De overtreding van eene der bepalingen van art. 1 en 2 wordt gestraft met eene geldboete van drie gulden.

Toezigt op personen

Van het bevolkings-register en woonplaats-verandering

art. 4.

Het hoofd van elk gezin en ieder afzonderlijk levend persoon die binnen de gemeente zijne woonplaats wil vestigen is verpligt binnen de eerste acht dagen na zijne aankomst ter plaatselijke secretarie eene verklaring te doen volgens artikel 76 van het Burgerlijk Wetboek en die inlichtingen te geven welke voor de inschrijving in het bevolkingsregister worden vereischt.
Hij legt daartoe over, indien hij inlander is, het getuigschrift in zijne laatste woonplaats naar de bepalingen van het Koninklijk Besluit van den 15 December 1849 (Staatsblad no. 64) verkregen en indien hij buitenlander is zijne reis- of verblijfpas.

art. 5.

Het hoofd van een gezin en ieder afzonderlijk levend persoon die zijne woonplaats óf van zijn gezin óf van zijne persoon uit de gemeente naar elders wil overbrengen, doet voor zijn vertrek van dit voornemen aangifte ter secretarie en voorziet zich van een getuigschrift in het vorig artikel omschreven.

art. 6.

De hoofden der huisgezinnen zijn verpligt tot het doen der aangifte in de twee voorgaande artikelen 4 en 5 bedoeld, van de bij hen inwonende personen.

art. 7.

De minderjarigen, binnen de gemeente hun tijdelijk verblijf houdende, leggen binnen eene maand na hunne meerderjarigheid ter secretarie het getuigschrift over in artikel 4 bedoeld.

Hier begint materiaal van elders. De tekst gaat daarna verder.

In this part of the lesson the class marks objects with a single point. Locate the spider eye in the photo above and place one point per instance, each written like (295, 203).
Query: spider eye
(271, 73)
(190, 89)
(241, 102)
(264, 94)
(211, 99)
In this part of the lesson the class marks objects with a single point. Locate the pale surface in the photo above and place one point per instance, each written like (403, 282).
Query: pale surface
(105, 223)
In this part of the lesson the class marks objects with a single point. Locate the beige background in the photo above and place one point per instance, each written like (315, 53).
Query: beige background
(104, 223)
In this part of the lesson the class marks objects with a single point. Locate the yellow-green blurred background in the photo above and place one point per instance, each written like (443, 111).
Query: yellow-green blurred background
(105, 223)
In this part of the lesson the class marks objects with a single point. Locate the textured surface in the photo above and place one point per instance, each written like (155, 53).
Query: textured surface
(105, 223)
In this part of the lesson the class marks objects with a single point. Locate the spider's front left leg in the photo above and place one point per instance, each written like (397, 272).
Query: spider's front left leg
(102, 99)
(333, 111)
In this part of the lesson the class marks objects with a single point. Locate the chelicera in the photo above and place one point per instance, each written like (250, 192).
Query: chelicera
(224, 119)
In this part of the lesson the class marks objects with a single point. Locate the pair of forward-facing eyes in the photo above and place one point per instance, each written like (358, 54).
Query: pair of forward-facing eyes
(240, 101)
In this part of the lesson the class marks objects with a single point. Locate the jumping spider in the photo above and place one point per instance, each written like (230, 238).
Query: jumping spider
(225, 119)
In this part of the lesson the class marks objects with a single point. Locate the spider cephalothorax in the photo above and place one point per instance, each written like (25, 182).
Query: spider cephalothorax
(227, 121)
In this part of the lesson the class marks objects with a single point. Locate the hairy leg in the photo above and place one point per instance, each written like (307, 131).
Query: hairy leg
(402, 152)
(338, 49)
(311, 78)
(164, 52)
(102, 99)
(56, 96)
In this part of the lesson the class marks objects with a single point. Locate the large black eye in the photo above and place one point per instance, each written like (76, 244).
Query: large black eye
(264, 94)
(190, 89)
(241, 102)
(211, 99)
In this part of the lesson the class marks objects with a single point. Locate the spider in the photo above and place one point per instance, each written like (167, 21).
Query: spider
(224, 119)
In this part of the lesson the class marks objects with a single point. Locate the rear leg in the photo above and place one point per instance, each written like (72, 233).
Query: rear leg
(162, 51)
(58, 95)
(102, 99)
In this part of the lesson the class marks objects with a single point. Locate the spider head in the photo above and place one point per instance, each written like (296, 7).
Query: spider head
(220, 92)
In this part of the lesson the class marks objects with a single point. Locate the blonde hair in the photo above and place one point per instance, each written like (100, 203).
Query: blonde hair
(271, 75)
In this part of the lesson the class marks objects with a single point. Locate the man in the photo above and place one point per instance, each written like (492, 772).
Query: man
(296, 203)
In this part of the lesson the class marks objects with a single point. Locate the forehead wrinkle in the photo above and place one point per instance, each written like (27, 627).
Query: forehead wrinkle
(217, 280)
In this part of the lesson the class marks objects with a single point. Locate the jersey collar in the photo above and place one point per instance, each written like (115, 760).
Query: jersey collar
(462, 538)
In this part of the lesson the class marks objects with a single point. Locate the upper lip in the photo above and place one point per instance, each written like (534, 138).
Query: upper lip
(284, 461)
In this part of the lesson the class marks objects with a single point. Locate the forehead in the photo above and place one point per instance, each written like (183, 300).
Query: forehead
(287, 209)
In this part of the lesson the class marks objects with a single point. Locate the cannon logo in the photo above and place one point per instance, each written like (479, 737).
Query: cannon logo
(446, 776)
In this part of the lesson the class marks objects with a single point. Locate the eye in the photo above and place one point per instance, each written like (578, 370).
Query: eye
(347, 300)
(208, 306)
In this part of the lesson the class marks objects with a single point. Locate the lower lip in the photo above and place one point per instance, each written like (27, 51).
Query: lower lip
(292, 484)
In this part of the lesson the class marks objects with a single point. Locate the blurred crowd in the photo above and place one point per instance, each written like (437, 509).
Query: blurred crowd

De voogden of curators zijn daartoe gehouden binnen gelijken tijd na de aanvaarding van hunne betrekking ten aanzien der onder hun toezigt gestelde personen, die in eene andere gemeente hun verblijf houden.

art. 8.

De overtreding van eene der bepalingen van de artikelen 4, 5, 6 en 7 wordt gestraft met eene geldboete van drie gulden.

Van de verdeeling der gemeente in wijken en het nummeren der huizen

art. 9.

De woonhuizen en gebouwen worden in vier wijken verdeeld en wel door de letters A, B, C en D aangeduid en voor ieder wijk met een doorlopend nummer geteekend.

art. 10.

De nummers volgens het model ter plaatselijke secretarie aanwezig worden geslagen op den hoofdingang van elke woning, eerstmaal ten koste der gemeente. Wordt door het gemeentebestuur eene nieuwe algemeene nummering gelast, geschiedt zij ten koste der gemeente.

art. 11.

De bewoners of gebruikers zijn verpligt de nummers op de wijze van artikel 10 omschreven ten hunnen kosten te onderhouden.

art. 12.

Die na het inwerking treden dezer verordening een gebouw daarstelt doet binnen acht dagen na de voltooijing daarvan aangifte ter secretarie. Zoodanig gebouw bekomt het nummer van het naast voorgaande gebouw met bijvoeging der letters A, B en zoo vervolgens.

art. 13.

De overtreding van eene der bepalingen van de artikelen 9, 10, 11 en 12 wordt gestraft met eene geldboete van een gulden.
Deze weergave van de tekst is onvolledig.